3. Un récent rapport intitulé « Improving Investment in Climate Change and Global Health » sur l’amélioration des investissements dans le changement climatique et la santé mondiale montre que les investissements dans le secteur de la santé par les fonds climatiques sont proches de zéro, malgré une opportunité évidente pour des projets d’adaptation et d’atténuation du changement climatique à grande échelle dans le secteur de la santé. Comment expliquez-vous cette situation ? Et que peut-on faire pour inverser cette tendance ?
Je pense que lorsque nous réfléchissons au financement, il faut garder en tête que de nombreux secteurs voient le financement climatique comme une réponse à leur propre manque de ressources. Mais, nous savons qu’il n’y a déjà pas assez de financement pour le climat à l’échelle mondiale. Nous savons également que le financement de la santé dans le monde n’est pas suffisant pour relever les défis auxquels nous sommes confrontés. La première chose à faire est donc d’augmenter les fonds consacrés au climat et à la santé.
En attendant, il est important de réfléchir à la manière dont nous pouvons utiliser ce financement limité de manière plus stratégique, et donc de réfléchir aux investissements susceptibles d’avoir un rendement élevé sur la santé, qu’ils relèvent ou non du secteur de la santé à proprement parler. L’investissement de fonds climatiques dans des installations sanitaires résistantes protégera les gens des maladies transmises par l’eau, par exemple. Inversement, l’investissement de fonds dédiés à la santé dans des panneaux solaires et des batteries dans les établissements de soins de santé ruraux contribuera à atténuer le changement climatique, tout en garantissant une meilleure continuité de la prestation de services. Nous devons nous poser deux questions : comment optimiser les avancées pour la santé grâce aux financements climatiques, et comment optimiser les avancées climatiques grâce aux financements disponibles pour la santé ?
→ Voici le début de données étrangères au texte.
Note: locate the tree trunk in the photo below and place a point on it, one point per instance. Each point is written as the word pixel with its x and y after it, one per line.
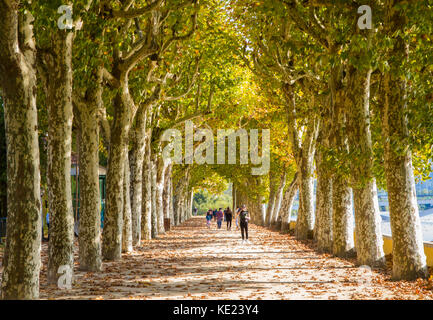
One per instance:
pixel 271 202
pixel 21 261
pixel 368 233
pixel 90 219
pixel 146 208
pixel 342 214
pixel 127 224
pixel 278 199
pixel 59 103
pixel 287 204
pixel 409 261
pixel 136 164
pixel 113 220
pixel 304 222
pixel 160 174
pixel 342 218
pixel 166 193
pixel 153 194
pixel 323 224
pixel 171 202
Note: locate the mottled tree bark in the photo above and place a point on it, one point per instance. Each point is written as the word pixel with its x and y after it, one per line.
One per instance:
pixel 304 222
pixel 323 223
pixel 113 220
pixel 287 204
pixel 58 87
pixel 136 169
pixel 154 215
pixel 278 199
pixel 127 224
pixel 271 202
pixel 160 175
pixel 89 219
pixel 21 261
pixel 368 233
pixel 166 192
pixel 342 215
pixel 409 261
pixel 303 149
pixel 146 208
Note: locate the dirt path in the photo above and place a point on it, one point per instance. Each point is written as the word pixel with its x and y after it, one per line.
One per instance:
pixel 192 262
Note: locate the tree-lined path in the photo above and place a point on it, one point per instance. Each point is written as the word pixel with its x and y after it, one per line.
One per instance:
pixel 192 262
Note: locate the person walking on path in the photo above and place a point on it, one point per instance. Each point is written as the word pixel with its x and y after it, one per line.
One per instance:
pixel 208 218
pixel 244 217
pixel 219 217
pixel 228 216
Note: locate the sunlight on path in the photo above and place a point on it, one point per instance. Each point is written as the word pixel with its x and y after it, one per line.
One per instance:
pixel 193 262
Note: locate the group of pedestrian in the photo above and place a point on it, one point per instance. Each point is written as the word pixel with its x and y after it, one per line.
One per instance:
pixel 242 218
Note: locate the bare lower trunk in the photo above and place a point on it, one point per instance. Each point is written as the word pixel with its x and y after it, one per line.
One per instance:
pixel 409 261
pixel 146 208
pixel 323 225
pixel 166 193
pixel 323 222
pixel 59 102
pixel 136 164
pixel 271 203
pixel 127 225
pixel 160 174
pixel 21 261
pixel 287 204
pixel 278 199
pixel 154 215
pixel 89 219
pixel 368 233
pixel 113 219
pixel 342 218
pixel 304 222
pixel 171 202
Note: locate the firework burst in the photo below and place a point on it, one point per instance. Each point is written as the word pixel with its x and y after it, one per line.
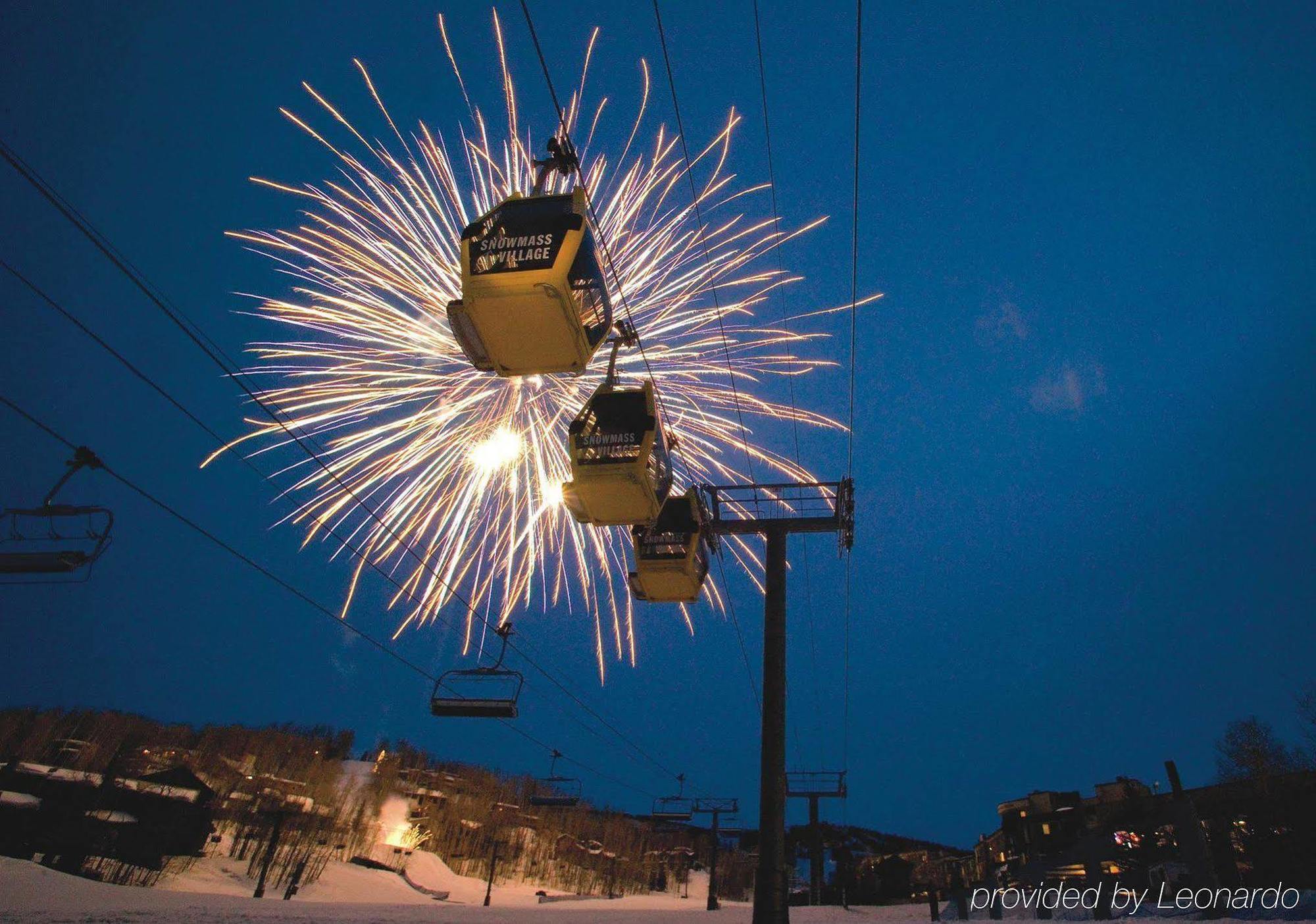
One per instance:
pixel 461 469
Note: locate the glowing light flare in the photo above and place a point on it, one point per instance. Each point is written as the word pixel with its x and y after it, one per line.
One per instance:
pixel 465 471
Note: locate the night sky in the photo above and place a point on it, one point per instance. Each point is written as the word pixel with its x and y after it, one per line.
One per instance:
pixel 1086 403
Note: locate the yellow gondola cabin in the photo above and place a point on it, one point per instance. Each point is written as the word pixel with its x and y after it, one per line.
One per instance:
pixel 620 469
pixel 534 297
pixel 672 559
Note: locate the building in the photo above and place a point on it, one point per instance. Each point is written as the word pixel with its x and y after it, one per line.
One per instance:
pixel 1252 833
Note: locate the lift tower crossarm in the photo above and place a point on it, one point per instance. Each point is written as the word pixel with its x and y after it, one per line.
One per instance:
pixel 717 808
pixel 776 511
pixel 815 785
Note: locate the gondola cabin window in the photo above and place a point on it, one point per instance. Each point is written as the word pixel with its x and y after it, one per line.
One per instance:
pixel 534 297
pixel 590 292
pixel 614 430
Enfin, il est essentiel de réfléchir à la provenance des ressources pour toute nouvelle annonce de financement en faveur du climat et de la santé. Dans l’idéal, il s’agirait de financements nouveaux et supplémentaires, mais, à titre d’exemple, si des fonds sont retirés de projets pour une agriculture résiliente et investis dans des systèmes de santé résilients, nous ne ferons qu’accroître le fardeau qui pèse sur le système de santé en raison de la malnutrition. Nous devons donc appeler à un financement du climat et de la santé qui adopte réellement une approche holistique de la santé.